Newsletter WHO IS TALKING ABOUT PELVIC FLOOR REHABILITATION? Health &Wellness

Teton Physical Therapy and St. John’s Medical Center are designing and implementing a Pelvic Floor Rehabilitation program. Why is this topic important? Pelvic floor rehabilitation is essential to address because women and men of all ages suffer in silence within our community. Pelvic health is often difficult to discuss because it is an intimate topic and people often feel a sense of embarrassment about their symptoms. It is estimated that 1 out of every 5 Americans (of every age) suffer from some type of pelvic floor dysfunction at some time in their life. Pelvic floor dysfunction is not normal or a normal part of aging.
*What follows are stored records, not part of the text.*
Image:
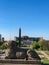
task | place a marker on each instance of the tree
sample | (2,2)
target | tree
(35,45)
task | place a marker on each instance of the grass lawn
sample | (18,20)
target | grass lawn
(44,61)
(47,52)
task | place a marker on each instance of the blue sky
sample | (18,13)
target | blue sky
(31,15)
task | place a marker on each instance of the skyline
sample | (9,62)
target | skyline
(31,15)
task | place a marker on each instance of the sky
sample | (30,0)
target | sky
(31,15)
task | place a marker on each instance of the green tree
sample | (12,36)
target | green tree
(35,45)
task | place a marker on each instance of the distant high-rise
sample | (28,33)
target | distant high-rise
(19,37)
(0,37)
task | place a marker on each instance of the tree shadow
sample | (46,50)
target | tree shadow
(45,64)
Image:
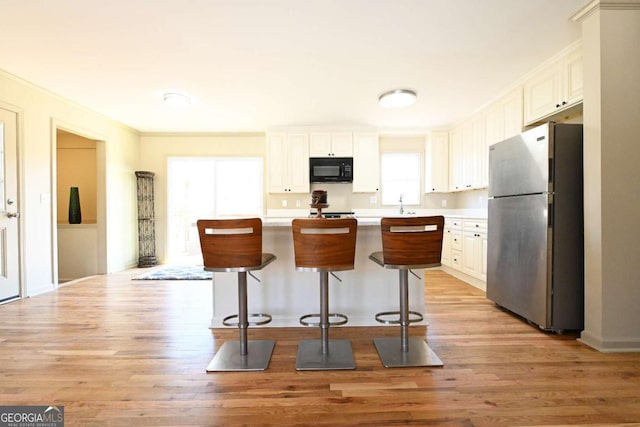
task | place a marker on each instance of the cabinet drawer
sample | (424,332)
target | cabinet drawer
(456,239)
(478,225)
(456,259)
(454,223)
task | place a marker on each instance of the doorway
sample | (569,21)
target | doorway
(79,246)
(10,288)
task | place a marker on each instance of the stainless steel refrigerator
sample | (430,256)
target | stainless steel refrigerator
(535,236)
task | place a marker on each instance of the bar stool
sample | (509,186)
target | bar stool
(407,243)
(324,246)
(235,245)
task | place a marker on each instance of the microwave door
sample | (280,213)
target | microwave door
(326,171)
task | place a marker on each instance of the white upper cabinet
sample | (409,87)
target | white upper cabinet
(436,163)
(328,144)
(456,160)
(503,119)
(555,87)
(468,156)
(366,162)
(288,162)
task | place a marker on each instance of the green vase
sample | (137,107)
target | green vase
(75,216)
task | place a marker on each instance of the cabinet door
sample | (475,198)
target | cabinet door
(572,78)
(512,110)
(277,159)
(480,156)
(342,144)
(366,163)
(319,144)
(542,93)
(469,249)
(456,166)
(483,257)
(327,144)
(298,162)
(494,124)
(446,247)
(436,171)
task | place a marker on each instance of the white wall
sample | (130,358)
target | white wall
(155,149)
(612,156)
(39,112)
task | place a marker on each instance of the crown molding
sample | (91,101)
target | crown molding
(596,5)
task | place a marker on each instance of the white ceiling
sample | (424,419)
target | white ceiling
(251,65)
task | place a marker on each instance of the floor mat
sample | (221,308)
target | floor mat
(175,272)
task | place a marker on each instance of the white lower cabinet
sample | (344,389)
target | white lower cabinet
(464,246)
(474,247)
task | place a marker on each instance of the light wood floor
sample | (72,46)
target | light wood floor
(117,352)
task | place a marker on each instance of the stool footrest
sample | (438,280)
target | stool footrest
(343,319)
(266,319)
(417,317)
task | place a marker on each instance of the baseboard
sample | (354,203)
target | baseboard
(477,283)
(608,345)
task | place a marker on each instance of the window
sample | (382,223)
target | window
(201,187)
(400,177)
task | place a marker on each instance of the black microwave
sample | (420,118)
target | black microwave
(331,169)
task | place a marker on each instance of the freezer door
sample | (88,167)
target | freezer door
(520,165)
(518,256)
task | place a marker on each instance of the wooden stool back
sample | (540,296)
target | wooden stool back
(412,241)
(324,244)
(231,243)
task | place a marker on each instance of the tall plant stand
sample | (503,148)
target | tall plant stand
(146,220)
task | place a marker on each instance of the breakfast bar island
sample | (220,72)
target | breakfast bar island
(287,294)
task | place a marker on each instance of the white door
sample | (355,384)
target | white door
(9,247)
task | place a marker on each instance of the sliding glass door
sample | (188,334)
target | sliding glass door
(208,187)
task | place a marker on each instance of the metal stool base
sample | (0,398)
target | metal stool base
(229,359)
(310,357)
(259,319)
(343,319)
(417,354)
(417,317)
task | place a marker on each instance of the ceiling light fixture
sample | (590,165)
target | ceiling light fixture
(176,99)
(397,98)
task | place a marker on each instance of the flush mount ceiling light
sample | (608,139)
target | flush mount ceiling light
(176,99)
(397,98)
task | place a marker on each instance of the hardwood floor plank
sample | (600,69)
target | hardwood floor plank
(117,352)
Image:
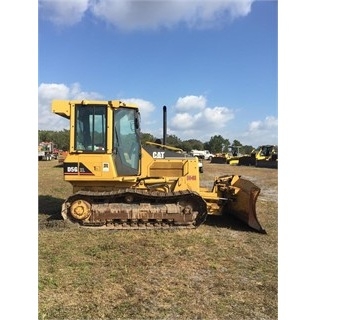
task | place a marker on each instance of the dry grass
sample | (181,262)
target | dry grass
(218,271)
The good news is that it can be treated successfully. The biggest hurdle is education so we are making a commitment to this community to speak loud and clear about our services in Pelvic Health rehabilitation. What is my pelvic floor? The pelvic floor is a combination of internal muscles that form a sling inside the bones of the pelvis and external muscles that cover the outside of the pelvis. The pelvic floor musculature connects to the greater musculoskeletal system throughmuscle, tendons, ligaments, fascia and your nervous system. Pelvic floor dysfunction can often be an underlying cause of pain and dysfunction elsewhere in the body. What role does the pelvic girdle play in our body? The muscles assist in supporting the abdominal and pelvic organs, and help to control bladder, bowel and sexual activity. The pelvic floor is a part of every movement we do. It acts like a trampoline when we walk, jump, do squats or go from a sit to a stand. It needs to respond appropriately with

every movement we make.

Symptoms of pelvic floor dysfunction vary; they may include pelvic pain, genital pain, urinary dysfunction (feeling like you have to pee all the time or not being able to get to the rest room on time), bowel dysfunction (constipation or fecal incontinence) and sexual dysfunction. Patients may complain of sexual pain (dyspareunia), Coccydynia (pain in the tailbone) painful sitting, low back pain, hip/groin pain, menstrual pain or feelings of pressure at the vaginal or anal opening which could indicate a condition called prolapse.